According to a McKinsey paper published a few years ago, the S-curve is based on the premise that airlines providing a high frequency of flights attain disproportionately high market shares. The high-margin corporate market flies with carriers that offer the most flights, lounges and loyalty programs.
The 2006 report said management needed to move on from the theory: "The S-curve principle has been hard wired in the heads of many network planners for decades. Nevertheless, times are changing and airlines need to take stock of what does and doesn't work."

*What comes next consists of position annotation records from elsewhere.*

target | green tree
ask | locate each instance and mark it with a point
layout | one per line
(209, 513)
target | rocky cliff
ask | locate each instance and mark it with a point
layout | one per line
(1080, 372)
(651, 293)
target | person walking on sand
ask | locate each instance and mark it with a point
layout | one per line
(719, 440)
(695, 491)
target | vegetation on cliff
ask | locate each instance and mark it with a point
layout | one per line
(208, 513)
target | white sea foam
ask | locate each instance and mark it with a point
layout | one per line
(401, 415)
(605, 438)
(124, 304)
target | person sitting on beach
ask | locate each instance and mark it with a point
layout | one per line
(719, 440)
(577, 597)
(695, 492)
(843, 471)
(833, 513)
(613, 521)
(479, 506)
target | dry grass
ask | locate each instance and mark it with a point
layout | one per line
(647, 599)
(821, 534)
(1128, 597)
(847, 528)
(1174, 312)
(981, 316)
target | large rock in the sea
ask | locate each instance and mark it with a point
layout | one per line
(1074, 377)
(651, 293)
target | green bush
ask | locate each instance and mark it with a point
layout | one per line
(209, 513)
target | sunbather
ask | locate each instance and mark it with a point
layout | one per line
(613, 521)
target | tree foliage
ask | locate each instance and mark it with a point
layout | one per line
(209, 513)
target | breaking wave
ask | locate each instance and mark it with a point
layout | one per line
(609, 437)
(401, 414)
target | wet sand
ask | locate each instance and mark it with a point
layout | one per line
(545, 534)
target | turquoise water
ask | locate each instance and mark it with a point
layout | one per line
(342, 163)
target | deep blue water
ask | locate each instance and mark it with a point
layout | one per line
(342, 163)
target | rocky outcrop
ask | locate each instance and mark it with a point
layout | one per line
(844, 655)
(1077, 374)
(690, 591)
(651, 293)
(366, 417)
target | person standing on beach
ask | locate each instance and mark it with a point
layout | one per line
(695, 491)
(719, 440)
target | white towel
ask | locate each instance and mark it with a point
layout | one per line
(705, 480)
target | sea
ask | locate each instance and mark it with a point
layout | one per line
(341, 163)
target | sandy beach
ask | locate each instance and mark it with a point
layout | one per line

Against a backdrop of woes and a tough competitor in Virgin Australia, which has just raised $350 million in fresh equity, Qantas has backed itself into a corner and is left to blame its predicament on an unlevel playing field. If it does not get a handout from the government it will be forced to rethink its S-curve obsession and back down on the excess capacity it is pouring into the market.
Virgin's key shareholders - Singapore Airlines, Etihad and Air New Zealand - have sent a strong message to Qantas that they back Virgin and its boss John Borghetti in his quest to reinvent the airline from a low-cost carrier to a full-service airline. They are also not about to go away. They see Virgin as an investment. Two of the three are listed companies whose masters are their shareholders.
At some stage Virgin will be kicked out of the S&P/ASX 200 Index as its free float is already below the 30 per cent threshold. That, combined with creeping rules, suggests that within the next year Virgin will be removed from the stock exchange, which will make it harder for Qantas to know how it is going.
The battle between the two airlines has cost both a fortune. Virgin posted a $150 million pre-tax loss for the year and Qantas is likely to post a full-year loss of $800 million, or more.
It has prompted calls for the heads of Joyce and the board. But Clifford shrugs it off. "I have a scrapbook full of that," he says.